Self-managed nodes
For supported cloud providers, Cloudfleet supports autoprovisioning the compute nodes using the node auto-provisioner. For on-premises infrastructure, you need to manually provision the compute nodes and register them with Cloudfleet. This guide explains how to set up Cloudfleet with on-premises infrastructure. Besides on-premises infrastructure, you can also use this guide to add nodes to the CFKE clusters from other cloud providers that are not supported by Cloudfleet’s Node Auto-provisioner.
Self-managed nodes are Linux machines that you provision and give to CFKE to allow it to run workloads on them. This allows you to use your own hardware or third-party cloud resources to expand your cluster. Self-managed nodes act as equal members of the cluster and can run any workload that their hardware supports.
Requirements
To be able to add self-managed nodes to your cluster, your node must meet the following requirements:
- Your node must run Ubuntu 22.04 or 24.04 (Red Hat Enterprise Linux and variants are on the roadmap)
- You must have SSH access from a bastion host or your local workstation with root access
- Your node must have egress internet access
Please note that egress internet access is required for the self-managed nodes to be able to communicate with the CFKE control plane and establish VPN connections with other nodes in the cluster. If two self-managed nodes are in the same network and have a connection via a private IP, they communicate with each other over the private network. In this case, the VPN between nodes is still established and node-to-node communication is encrypted.
Adding self-managed nodes
- Install the Cloudfleet CLI on a workstation by following the instructions here and configure it for your account.
- Run the following command to add a self-managed node to your cluster:
cloudfleet clusters add-self-managed-node CLUSTER_ID --host HOST_IP --ssh-username SSH_USERNAME --ssh-key SSH_KEY_LOCATION --ssh-port SSH_PORT --region DATACENTER_REGION --zone DATACENTER_ZONE
region
, and zone
are mandatory flags that you can use to specify, region, and zone of the node. These are arbitrary strings that you can use to identify region, and zone of the node. You can use any string that makes sense to you and these values are translated to node labels in the Kubernetes cluster and can be used to schedule workloads to specific nodes. The best practice is to use the datacenter region as the region value and the failure domain (e.g. rack) as the zone value.
- You can omit the –username flag if your node uses the default username root.
- You can omit the –ssh-key flag if you have an SSH agent running and the key is added to the agent.
- You can omit the –ssh-port flag if your node uses the default SSH port 22. After running the command, the CLI will install the required packages and automatically add the node to your cluster.

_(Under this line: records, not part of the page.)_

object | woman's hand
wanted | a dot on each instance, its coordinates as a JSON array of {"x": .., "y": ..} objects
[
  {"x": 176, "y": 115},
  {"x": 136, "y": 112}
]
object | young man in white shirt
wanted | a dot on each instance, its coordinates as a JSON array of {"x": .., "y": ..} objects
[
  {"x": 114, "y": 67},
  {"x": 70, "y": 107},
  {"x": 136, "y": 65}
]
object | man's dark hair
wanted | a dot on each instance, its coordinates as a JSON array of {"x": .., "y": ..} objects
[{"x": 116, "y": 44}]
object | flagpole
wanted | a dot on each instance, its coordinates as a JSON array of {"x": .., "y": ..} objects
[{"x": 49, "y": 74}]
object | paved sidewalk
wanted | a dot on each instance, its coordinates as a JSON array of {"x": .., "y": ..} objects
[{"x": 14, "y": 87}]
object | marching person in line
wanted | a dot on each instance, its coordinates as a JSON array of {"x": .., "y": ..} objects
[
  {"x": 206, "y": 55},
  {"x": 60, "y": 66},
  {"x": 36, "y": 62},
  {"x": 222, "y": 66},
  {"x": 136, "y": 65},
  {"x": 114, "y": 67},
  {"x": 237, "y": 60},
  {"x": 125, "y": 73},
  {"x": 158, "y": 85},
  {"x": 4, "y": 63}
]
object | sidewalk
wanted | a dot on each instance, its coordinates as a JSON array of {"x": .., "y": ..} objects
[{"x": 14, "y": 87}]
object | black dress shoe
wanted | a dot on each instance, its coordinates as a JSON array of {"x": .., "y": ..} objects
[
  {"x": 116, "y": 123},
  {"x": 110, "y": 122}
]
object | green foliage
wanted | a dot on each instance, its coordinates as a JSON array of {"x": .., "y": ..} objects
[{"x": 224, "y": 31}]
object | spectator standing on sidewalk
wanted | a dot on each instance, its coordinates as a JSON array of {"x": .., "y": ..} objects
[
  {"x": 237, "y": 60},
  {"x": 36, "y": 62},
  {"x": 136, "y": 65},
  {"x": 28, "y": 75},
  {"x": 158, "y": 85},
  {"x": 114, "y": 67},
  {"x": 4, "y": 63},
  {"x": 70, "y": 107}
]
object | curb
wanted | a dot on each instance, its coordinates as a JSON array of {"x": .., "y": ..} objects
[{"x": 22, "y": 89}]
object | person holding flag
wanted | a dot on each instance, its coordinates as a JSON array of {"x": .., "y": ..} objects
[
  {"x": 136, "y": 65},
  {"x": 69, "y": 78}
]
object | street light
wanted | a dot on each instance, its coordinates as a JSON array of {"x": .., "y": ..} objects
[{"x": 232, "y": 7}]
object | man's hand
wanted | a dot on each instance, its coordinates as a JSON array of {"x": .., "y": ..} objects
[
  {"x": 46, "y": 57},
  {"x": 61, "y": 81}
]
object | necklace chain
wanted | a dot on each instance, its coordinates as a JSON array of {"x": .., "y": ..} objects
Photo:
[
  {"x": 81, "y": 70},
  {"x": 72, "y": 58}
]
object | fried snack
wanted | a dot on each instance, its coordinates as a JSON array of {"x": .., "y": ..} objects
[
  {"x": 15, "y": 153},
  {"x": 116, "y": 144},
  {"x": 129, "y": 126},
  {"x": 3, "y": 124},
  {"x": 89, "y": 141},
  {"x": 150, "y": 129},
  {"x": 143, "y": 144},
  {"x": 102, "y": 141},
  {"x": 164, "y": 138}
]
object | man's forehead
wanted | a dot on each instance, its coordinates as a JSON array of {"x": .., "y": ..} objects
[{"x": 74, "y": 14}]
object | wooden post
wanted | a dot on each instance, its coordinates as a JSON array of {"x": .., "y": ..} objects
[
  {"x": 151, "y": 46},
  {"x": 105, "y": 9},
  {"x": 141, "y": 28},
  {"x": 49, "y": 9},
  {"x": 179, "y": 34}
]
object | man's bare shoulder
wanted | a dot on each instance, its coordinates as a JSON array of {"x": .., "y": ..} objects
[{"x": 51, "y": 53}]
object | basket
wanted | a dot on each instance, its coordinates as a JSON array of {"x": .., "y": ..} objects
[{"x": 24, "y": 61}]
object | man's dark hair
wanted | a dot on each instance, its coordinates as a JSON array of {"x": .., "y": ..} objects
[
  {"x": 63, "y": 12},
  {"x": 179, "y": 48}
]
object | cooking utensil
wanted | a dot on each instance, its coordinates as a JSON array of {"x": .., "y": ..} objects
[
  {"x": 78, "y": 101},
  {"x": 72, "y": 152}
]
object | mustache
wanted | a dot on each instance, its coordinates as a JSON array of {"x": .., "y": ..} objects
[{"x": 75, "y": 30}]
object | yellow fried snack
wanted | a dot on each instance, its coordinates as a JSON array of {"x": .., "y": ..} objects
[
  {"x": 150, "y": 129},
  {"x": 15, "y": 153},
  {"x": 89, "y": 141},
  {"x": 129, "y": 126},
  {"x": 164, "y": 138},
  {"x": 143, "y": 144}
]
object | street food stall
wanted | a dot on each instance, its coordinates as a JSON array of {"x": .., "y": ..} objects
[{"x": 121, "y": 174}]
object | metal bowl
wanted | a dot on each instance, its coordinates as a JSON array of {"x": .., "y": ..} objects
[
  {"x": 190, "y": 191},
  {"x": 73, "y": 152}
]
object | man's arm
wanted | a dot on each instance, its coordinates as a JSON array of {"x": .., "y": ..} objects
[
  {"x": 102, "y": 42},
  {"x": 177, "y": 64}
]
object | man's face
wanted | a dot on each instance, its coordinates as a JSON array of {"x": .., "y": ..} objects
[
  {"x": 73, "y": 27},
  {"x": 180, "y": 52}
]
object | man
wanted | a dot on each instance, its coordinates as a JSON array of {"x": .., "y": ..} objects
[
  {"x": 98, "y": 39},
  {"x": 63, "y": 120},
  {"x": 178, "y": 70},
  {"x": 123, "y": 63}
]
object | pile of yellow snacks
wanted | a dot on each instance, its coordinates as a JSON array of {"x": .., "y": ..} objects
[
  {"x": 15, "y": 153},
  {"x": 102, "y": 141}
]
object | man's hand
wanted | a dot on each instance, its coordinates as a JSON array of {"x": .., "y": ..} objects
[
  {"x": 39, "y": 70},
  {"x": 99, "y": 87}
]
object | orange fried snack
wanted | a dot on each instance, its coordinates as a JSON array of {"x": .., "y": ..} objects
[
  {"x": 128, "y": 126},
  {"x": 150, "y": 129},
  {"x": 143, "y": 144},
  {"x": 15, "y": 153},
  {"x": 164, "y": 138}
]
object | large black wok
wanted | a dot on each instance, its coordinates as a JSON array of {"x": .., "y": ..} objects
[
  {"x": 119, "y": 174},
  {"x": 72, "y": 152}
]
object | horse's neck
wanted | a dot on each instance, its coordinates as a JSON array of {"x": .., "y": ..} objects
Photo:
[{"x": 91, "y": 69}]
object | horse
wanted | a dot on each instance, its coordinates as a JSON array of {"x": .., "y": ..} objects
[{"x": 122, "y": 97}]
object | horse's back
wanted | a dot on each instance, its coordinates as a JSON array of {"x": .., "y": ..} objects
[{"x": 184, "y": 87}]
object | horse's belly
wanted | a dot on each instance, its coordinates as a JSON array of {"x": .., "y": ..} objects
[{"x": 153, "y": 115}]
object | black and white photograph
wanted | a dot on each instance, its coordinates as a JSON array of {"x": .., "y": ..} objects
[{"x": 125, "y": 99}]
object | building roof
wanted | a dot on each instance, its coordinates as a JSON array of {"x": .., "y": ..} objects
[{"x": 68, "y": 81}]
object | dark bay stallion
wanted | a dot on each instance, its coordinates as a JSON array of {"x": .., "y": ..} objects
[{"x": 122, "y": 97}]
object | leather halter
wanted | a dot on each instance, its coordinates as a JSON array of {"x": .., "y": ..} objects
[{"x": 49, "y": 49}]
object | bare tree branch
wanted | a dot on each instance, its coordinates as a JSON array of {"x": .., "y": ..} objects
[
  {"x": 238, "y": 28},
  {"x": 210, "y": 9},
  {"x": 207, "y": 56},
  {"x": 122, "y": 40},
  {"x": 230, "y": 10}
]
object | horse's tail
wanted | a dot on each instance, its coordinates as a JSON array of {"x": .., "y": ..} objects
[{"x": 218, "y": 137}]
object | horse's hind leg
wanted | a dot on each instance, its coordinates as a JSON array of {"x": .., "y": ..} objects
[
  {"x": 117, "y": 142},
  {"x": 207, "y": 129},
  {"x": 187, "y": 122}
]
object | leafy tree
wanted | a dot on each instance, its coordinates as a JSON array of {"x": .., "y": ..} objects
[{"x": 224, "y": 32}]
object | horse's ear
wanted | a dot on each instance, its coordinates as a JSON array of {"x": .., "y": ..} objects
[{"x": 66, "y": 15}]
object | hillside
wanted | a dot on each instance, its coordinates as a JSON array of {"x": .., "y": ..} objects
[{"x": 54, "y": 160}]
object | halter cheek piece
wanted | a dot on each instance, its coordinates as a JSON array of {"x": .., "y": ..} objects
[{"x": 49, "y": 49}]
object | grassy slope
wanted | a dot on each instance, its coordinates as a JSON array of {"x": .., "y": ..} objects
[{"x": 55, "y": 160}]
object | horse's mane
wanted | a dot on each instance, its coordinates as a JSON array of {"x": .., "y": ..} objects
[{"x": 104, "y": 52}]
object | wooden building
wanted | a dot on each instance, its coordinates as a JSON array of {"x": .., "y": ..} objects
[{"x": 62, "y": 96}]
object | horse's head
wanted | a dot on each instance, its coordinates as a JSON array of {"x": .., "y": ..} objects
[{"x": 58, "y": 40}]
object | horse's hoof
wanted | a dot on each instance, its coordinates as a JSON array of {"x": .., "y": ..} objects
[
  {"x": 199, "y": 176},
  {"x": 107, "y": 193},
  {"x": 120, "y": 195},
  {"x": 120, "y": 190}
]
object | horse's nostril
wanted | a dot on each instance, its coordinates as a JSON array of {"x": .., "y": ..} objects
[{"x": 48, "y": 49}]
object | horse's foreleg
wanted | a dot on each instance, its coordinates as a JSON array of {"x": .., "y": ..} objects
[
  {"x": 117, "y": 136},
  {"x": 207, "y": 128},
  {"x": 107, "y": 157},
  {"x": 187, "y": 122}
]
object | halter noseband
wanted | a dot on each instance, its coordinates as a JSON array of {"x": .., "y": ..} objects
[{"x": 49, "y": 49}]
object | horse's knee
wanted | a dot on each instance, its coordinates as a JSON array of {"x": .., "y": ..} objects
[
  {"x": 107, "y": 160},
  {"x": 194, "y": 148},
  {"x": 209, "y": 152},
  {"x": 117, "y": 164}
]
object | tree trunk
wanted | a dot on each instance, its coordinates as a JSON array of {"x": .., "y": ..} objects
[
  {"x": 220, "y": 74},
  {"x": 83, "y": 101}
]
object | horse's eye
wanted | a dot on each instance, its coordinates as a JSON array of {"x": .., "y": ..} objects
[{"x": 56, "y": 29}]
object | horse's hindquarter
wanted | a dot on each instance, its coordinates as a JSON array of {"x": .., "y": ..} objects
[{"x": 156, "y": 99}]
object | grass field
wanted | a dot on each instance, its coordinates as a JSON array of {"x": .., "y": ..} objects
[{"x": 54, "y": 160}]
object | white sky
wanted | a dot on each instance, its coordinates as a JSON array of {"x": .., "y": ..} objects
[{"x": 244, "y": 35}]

You can verify that the node is added by running the following command:
kubectl get nodes
Adding NVIDIA Accelerator support
If you have a self-managed node with an NVIDIA GPU, you can enable GPU support by adding the --install-nvidia-drivers
flag to the add-self-managed-node
command. This will not only install the NVIDIA drivers but also install and configure the NVIDIA container runtime on the node. The NVIDIA drivers are installed from Ubuntu’s official repository and the NVIDIA container runtime is installed from the NVIDIA container runtime repository.
Please note that the usage of the NVIDIA drivers is subject to the NVIDIA Driver License Agreement. By using the NVIDIA drivers, you agree to the terms of the NVIDIA Driver License Agreement.
NVIDIA driver enabled nodes are labeled with cfke.io/accelerator-manufacturer: NVIDIA
label and if the NVIDIA GPU is really installed on the node, the node capacity nvidia.com/gpu
field is updated with the number of GPUs on the node. You can use the following command to verify that the node is labeled correctly:
kubectl get node -o custom-columns=NAME:.metadata.name,CAPACITY:.status.capacity
After the node is initialized, please give it a few seconds until the capacity value is updated.
In addition to the default label added by Cloudfleet, you may need extra labels in some scenarios, for example, when you have different GPU models in the cluster. You have two options to add extra labels to the node:
You can use kubectl label command to add extra labels to the node. For example, to add a label
cfke.io/accelerator-name: V100
to a node, you can run the following command:kubectl label node NODE_NAME cfke.io/accelerator-model=V100
You can use the Node Feature Discovery project to automate labelling nodes based on their hardware features. The Node Feature Discovery project is a Kubernetes SIG project that discovers hardware features of nodes in a Kubernetes cluster and advertises them as labels on the nodes. Please note that the Node Feature Discovery project is not maintained by Cloudfleet and you should refer to the project’s documentation for more information.
For more information and examples about how to use NVIDIA GPUs on Cloudfleet Kubernetes Engine, please refer to the scheduling workloads on GPUs.
For more information about the usage of GPU’s on Kubernetes please refer to the official Kubernetes documentation.